Bank Asya’da bir şeyler olmuş, ortaklık yapısında şeffaflık problemi mi ne varmış; aydınlatmak için TMSF devralmış...
Birkaç gündür durumu anlamaya çalışıyoruz.
Özellikle, konu finans kurumu olunca saman çöpünü ‘saban oku’ yapmasına alıştığımız zamanın ‘kül yutmaz kriz uzmanları’nı (!) günlerdir izliyoruz ama “Hukuksuz işgal” nakaratından başka bir şey duyamadık henüz.
Oysa bu at gözlüklü allameler, konu İhlas Finans olunca Bankalar Kanunu’nu bülbül gibi konuşturuyor, akla ziyan yorumlarıyla hukuksuzluk dizileri yazıyordu.
Ayçiçeği hukuku!
Allah aşkına bu nasıl bir hukuk anlayışı ki ayçiçeği gibi paraleller ne tarafta ise o tarafı haklı çıkarıyor.
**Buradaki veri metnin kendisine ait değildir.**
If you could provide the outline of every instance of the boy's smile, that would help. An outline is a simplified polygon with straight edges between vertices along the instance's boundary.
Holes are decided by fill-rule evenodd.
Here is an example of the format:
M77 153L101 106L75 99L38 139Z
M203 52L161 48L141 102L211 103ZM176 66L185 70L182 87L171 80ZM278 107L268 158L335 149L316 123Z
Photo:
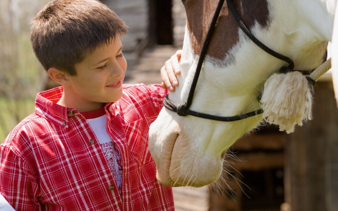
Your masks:
M122 96L127 69L122 47L117 37L113 42L99 47L76 64L76 74L65 74L65 79L60 83L64 86L64 94L57 104L85 111L118 100Z

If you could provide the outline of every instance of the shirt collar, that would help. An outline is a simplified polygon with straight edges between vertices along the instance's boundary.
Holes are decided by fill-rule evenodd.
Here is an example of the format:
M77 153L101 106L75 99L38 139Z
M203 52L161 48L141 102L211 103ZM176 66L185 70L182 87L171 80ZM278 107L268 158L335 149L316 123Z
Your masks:
M45 117L48 122L68 128L68 114L78 112L74 109L56 104L63 93L63 87L62 86L38 93L35 101L35 113Z
M38 93L35 101L35 113L44 117L48 122L68 128L70 117L80 114L75 109L56 104L63 93L63 87L56 87ZM118 104L110 103L104 109L115 114L115 109Z

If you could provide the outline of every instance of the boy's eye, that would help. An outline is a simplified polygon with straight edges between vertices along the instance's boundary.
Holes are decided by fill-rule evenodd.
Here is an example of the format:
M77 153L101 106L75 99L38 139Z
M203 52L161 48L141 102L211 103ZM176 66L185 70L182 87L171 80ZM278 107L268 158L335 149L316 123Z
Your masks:
M108 66L108 63L106 63L105 64L104 64L104 65L103 65L102 67L97 68L97 69L99 69L100 70L103 70L104 68L106 68L107 66Z

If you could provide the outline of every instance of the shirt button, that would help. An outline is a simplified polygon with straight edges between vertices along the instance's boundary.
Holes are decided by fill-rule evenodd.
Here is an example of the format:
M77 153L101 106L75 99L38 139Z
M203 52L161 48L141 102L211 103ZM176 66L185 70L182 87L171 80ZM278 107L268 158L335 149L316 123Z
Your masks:
M111 185L109 186L108 186L108 189L111 190L113 190L114 189L114 186L112 185Z
M88 141L88 143L91 145L92 145L93 144L94 144L94 140L93 140L92 139L90 139Z
M75 114L73 111L69 111L68 112L68 116L72 116Z

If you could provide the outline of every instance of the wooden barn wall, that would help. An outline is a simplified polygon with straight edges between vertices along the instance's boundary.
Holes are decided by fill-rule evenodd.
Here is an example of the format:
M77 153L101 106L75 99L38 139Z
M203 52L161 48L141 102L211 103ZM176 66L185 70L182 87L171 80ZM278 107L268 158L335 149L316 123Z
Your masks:
M147 0L103 0L101 1L115 11L129 27L128 34L122 40L123 51L133 51L148 35Z
M182 48L186 28L186 10L181 0L173 0L172 5L174 46Z
M287 138L285 200L292 211L338 210L338 109L332 82L315 86L313 120Z
M181 0L172 0L174 46L182 48L186 25L186 14ZM128 34L122 42L125 52L134 51L140 42L149 35L148 0L102 0L115 11L129 27Z

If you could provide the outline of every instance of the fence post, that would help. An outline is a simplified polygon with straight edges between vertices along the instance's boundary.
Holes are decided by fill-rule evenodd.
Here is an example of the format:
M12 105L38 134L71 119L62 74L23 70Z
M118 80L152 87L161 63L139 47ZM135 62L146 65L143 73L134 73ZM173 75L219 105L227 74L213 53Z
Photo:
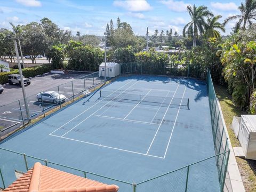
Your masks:
M5 189L5 185L4 185L4 178L3 174L2 174L1 169L0 169L0 175L1 175L2 181L3 182L3 185L4 186L4 189Z
M136 192L136 186L137 184L135 183L132 183L132 187L133 188L133 192Z
M224 183L225 183L226 175L227 174L227 170L228 169L228 160L229 159L230 153L230 150L229 149L228 152L228 157L227 158L227 163L225 166L225 170L224 171L224 175L223 177L223 182L221 186L221 191L223 191L223 189L224 188Z
M74 88L73 88L73 81L71 82L71 85L72 85L72 93L73 93L73 102L75 101L75 96L74 95Z
M40 95L41 96L41 105L42 107L43 108L43 113L44 113L44 117L45 117L45 114L44 114L44 103L43 103L43 99L42 99L42 92L40 92Z
M47 164L47 159L44 159L44 162L45 162L45 166L48 166L48 164Z
M189 173L189 166L188 166L188 170L187 171L187 178L186 180L186 188L185 192L187 192L188 189L188 174Z
M59 95L60 95L60 89L59 88L59 85L57 86L57 87L58 87L58 93L59 93ZM73 94L74 95L74 94ZM60 102L60 108L61 109L61 102Z
M26 169L27 169L27 171L28 171L28 163L27 162L27 158L26 158L26 154L23 154L23 156L24 157L24 161L25 162Z
M105 73L106 73L106 69L105 69ZM92 81L93 82L93 91L95 91L94 77L92 77Z
M22 119L22 123L23 123L23 127L25 127L25 125L24 124L24 120L23 120L23 115L22 115L22 111L21 110L21 106L20 106L20 100L19 101L19 105L20 106L20 115L21 115L21 118Z

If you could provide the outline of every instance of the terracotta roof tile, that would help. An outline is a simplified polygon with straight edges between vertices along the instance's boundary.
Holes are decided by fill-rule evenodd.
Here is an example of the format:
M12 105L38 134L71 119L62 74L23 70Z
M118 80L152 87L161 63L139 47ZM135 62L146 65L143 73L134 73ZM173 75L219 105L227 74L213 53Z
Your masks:
M34 168L13 182L9 192L114 192L119 187L85 179L36 163Z

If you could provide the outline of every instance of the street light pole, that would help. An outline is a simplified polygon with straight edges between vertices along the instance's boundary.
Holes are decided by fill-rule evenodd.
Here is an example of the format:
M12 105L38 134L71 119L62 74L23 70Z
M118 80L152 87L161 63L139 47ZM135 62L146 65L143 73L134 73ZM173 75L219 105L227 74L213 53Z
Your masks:
M105 71L104 71L104 73L105 73L105 77L104 77L104 79L105 79L105 83L106 83L106 81L107 81L107 75L106 75L106 71L107 71L107 69L106 69L106 67L107 67L107 33L104 33L104 35L105 35Z
M21 51L21 46L20 45L20 39L18 38L18 41L19 42L19 46L20 46L20 56L21 56L21 60L22 60L23 68L25 69L25 64L24 63L24 60L23 60L23 54L22 54L22 51Z
M20 81L21 83L21 87L22 89L23 98L24 99L24 104L25 105L26 113L27 115L27 119L28 120L28 123L29 123L30 121L30 117L29 116L29 110L28 109L28 101L27 101L27 96L26 95L25 86L24 85L24 82L23 81L22 71L21 70L21 67L20 66L20 56L19 55L19 51L18 51L17 42L16 42L16 40L15 39L13 39L13 41L14 42L15 51L16 52L18 66L19 67L19 72L20 73Z

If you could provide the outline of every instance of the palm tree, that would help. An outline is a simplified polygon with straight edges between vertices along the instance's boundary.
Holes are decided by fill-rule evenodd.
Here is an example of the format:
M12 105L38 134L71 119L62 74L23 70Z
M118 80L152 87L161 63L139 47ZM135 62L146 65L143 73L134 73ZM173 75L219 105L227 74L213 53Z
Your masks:
M241 3L241 5L238 7L238 10L241 14L228 17L223 23L225 26L228 22L234 19L238 19L234 27L234 32L237 32L241 27L244 29L246 25L250 26L252 24L252 20L256 20L256 1L246 0L245 4ZM243 23L243 24L242 24Z
M217 15L207 19L206 23L204 26L204 29L205 30L204 37L208 39L211 37L220 38L220 33L215 29L220 29L222 32L225 32L225 28L223 25L217 22L218 20L221 18L221 15Z
M3 69L8 69L8 68L4 64L0 64L0 73L2 73Z
M186 33L193 35L193 46L196 44L196 36L198 35L198 32L202 34L204 32L203 26L205 25L204 18L205 17L213 17L213 14L207 10L205 6L199 6L198 7L194 5L187 6L188 14L191 17L191 21L187 23L183 29L183 36L186 36Z

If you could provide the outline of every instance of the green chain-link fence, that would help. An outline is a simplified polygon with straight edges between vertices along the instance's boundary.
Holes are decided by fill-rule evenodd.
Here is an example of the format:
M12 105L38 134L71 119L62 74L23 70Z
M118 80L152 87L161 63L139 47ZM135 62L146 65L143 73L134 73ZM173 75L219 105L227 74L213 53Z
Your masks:
M131 183L0 148L0 187L5 188L16 180L14 170L26 172L39 162L81 177L117 185L120 191L222 191L230 150L210 71L207 83L215 155L143 182Z

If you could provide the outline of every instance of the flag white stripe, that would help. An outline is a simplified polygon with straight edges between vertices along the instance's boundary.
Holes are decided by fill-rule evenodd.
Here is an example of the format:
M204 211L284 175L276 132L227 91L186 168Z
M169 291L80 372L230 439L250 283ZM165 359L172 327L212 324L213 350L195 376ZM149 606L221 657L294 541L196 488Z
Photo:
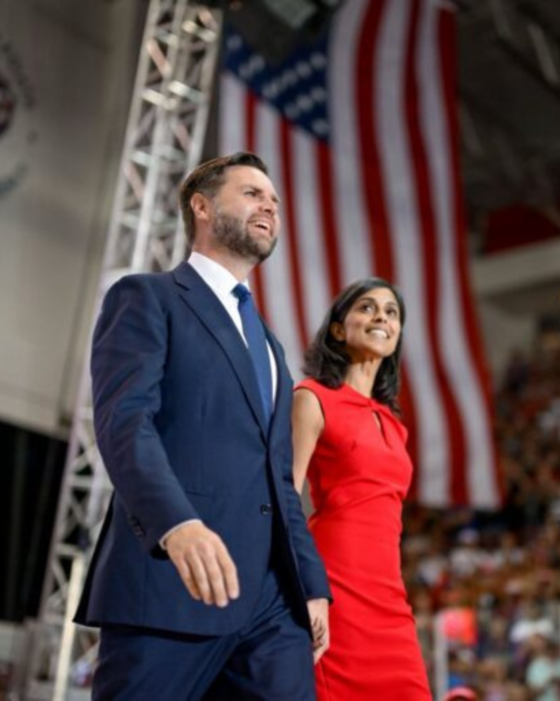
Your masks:
M373 252L363 200L358 140L356 63L360 28L368 0L342 6L332 25L328 74L330 147L333 165L332 196L343 285L372 274Z
M480 379L468 353L464 310L459 297L456 237L451 205L454 173L447 150L449 125L441 85L442 69L437 34L440 11L424 2L420 20L418 65L421 76L420 109L428 144L428 168L433 193L438 240L441 304L438 343L442 361L459 410L465 438L468 496L479 506L496 505L493 458Z
M280 140L280 116L274 108L258 101L255 116L255 151L268 166L270 179L274 184L281 201L283 191L282 154ZM302 348L298 335L295 290L290 269L288 223L285 210L281 212L282 229L272 255L261 266L267 311L272 327L280 334L290 370L298 374L302 364Z
M302 301L307 337L311 339L331 301L319 211L322 198L318 190L318 163L315 139L307 132L297 128L292 130L291 142L293 191L298 196L294 205L302 264Z
M374 76L379 105L379 144L391 231L396 282L407 304L403 343L417 416L419 496L424 503L444 504L449 499L449 442L441 395L429 346L423 275L421 231L414 182L405 114L406 30L411 4L388 3L379 41Z
M220 81L221 109L219 111L218 139L220 154L234 154L245 151L245 95L246 90L230 73L223 73ZM225 105L227 105L227 109Z

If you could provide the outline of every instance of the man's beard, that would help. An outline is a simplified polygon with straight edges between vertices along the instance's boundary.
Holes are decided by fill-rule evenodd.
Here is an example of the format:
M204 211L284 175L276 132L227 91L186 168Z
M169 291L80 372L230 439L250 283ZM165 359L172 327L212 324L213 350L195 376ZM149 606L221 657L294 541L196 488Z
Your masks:
M277 238L267 245L252 238L246 226L236 217L217 212L214 219L214 236L216 240L231 253L246 260L262 263L268 258L276 246Z

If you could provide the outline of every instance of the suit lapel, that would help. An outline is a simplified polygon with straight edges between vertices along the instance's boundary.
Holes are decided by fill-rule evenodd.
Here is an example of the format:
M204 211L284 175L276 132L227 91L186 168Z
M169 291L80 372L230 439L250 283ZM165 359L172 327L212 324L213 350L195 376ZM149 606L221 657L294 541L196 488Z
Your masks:
M251 356L230 315L210 287L188 263L181 264L172 273L179 285L181 299L223 348L266 436L266 421Z

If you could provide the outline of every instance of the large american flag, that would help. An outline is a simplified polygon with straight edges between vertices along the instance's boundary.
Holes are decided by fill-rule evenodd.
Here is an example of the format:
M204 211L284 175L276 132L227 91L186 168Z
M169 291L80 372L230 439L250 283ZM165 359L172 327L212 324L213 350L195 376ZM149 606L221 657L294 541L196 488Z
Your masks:
M283 201L281 240L253 286L294 374L343 286L371 274L394 282L408 311L401 403L412 496L493 508L455 81L453 14L434 0L346 0L326 36L274 67L230 33L220 150L258 154Z

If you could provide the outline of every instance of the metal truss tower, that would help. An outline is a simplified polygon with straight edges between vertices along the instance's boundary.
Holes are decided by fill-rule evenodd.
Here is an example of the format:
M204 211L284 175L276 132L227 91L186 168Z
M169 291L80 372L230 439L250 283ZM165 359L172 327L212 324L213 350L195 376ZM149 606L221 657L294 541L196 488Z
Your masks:
M218 53L220 13L189 0L151 0L99 287L167 270L184 253L178 184L200 160ZM71 672L97 654L97 636L70 618L110 485L93 430L89 359L82 374L41 609L21 676L29 701L69 697ZM91 665L90 665L90 667ZM43 681L45 679L49 681ZM39 681L41 680L41 681Z

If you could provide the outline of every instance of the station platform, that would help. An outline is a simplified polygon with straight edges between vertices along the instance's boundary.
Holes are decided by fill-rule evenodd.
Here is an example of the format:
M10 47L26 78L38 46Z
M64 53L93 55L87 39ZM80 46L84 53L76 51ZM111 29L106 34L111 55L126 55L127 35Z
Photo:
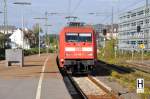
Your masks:
M24 67L4 65L0 61L0 99L72 99L56 54L27 56Z

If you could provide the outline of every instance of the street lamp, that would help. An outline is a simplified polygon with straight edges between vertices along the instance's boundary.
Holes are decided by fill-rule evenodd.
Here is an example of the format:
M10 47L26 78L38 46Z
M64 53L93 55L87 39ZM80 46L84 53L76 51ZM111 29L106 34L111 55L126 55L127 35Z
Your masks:
M48 15L57 15L57 14L60 14L60 13L57 13L57 12L45 12L45 32L46 32L46 45L49 45L48 41L49 41L49 38L48 38L48 35L47 35L47 31L48 31L48 26L51 26L51 25L48 25ZM47 48L47 53L48 53L48 48Z
M21 5L21 6L25 6L25 5L31 5L30 2L14 2L13 4L15 5ZM22 48L24 49L24 34L23 34L23 28L24 28L24 16L23 16L23 11L22 12Z
M52 25L50 25L50 24L47 24L47 25L45 25L45 27L47 27L47 29L48 29L48 27L51 27ZM47 35L47 37L46 37L46 41L47 41L47 46L48 47L50 47L50 39L49 39L49 36L48 36L48 34L46 34ZM47 49L47 53L48 53L48 49Z
M33 19L35 19L35 20L45 20L46 18L33 18ZM39 22L39 56L40 56L40 49L41 49L41 46L40 46L40 41L41 41L41 38L40 38L40 31L41 31L41 29L40 29L40 22Z

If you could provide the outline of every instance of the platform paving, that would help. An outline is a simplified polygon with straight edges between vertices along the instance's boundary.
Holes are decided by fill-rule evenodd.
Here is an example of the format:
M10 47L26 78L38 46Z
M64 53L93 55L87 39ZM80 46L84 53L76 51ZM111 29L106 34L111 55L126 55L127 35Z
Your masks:
M4 61L0 61L0 99L71 99L55 58L55 54L27 56L23 68L16 65L6 68Z

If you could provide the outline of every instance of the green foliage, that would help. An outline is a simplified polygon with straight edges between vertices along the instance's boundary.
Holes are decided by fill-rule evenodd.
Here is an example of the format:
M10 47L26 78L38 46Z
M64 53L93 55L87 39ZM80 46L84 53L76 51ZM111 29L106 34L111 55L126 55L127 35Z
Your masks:
M0 48L3 48L4 47L4 34L3 33L0 33Z
M5 49L0 49L0 60L5 59Z
M45 48L41 48L40 49L40 53L46 53L47 49ZM53 53L54 50L53 49L48 49L49 53ZM31 48L29 50L24 50L24 55L28 56L28 55L34 55L34 54L38 54L39 53L39 49L38 48Z
M106 41L106 47L100 48L100 53L98 55L99 59L101 60L111 60L115 57L115 47L116 40L112 39L110 41Z

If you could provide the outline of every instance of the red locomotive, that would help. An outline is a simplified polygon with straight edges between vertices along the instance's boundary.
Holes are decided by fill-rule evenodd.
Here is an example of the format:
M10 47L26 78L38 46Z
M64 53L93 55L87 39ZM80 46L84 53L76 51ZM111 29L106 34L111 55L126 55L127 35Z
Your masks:
M72 73L90 72L97 60L95 31L79 22L70 22L59 34L59 66Z

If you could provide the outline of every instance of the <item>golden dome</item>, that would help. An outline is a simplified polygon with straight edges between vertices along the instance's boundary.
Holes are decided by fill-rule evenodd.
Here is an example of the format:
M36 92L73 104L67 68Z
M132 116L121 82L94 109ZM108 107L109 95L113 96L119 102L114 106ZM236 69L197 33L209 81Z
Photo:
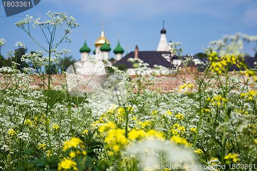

Konu başkası olunca paralelin elinde amansız bir silaha dönüşüp rakiplerinin ölüsüne bile ateş etmek için kullanılan Bankalar Kanunu Asya Finans’a gelince bu sefer bireyleri değil kurumu koruyan bir tanka dönüşüyor, yaklaşanı yakıyor.
Nedir bu şeffaflık problemi, şimdiye kadar nasıl gizlendi?
Zamanın ruhunu iyi yakalayarak Bank Asya’yı itinayla kollayıp büyüten başkanlarınıza, “İhlas Finans’ı TMSF’ye devrettiremediğim için çok üzgünüm” dedirttiğiniz röportajlarınızda neden bir soru da Bank Asya için sormadınız?
Paraleller de kesişir
Bu ‘maaşı devletten talimatı hizmetten’ düzeninin hep böyle devam edeceğini mi zannettiniz?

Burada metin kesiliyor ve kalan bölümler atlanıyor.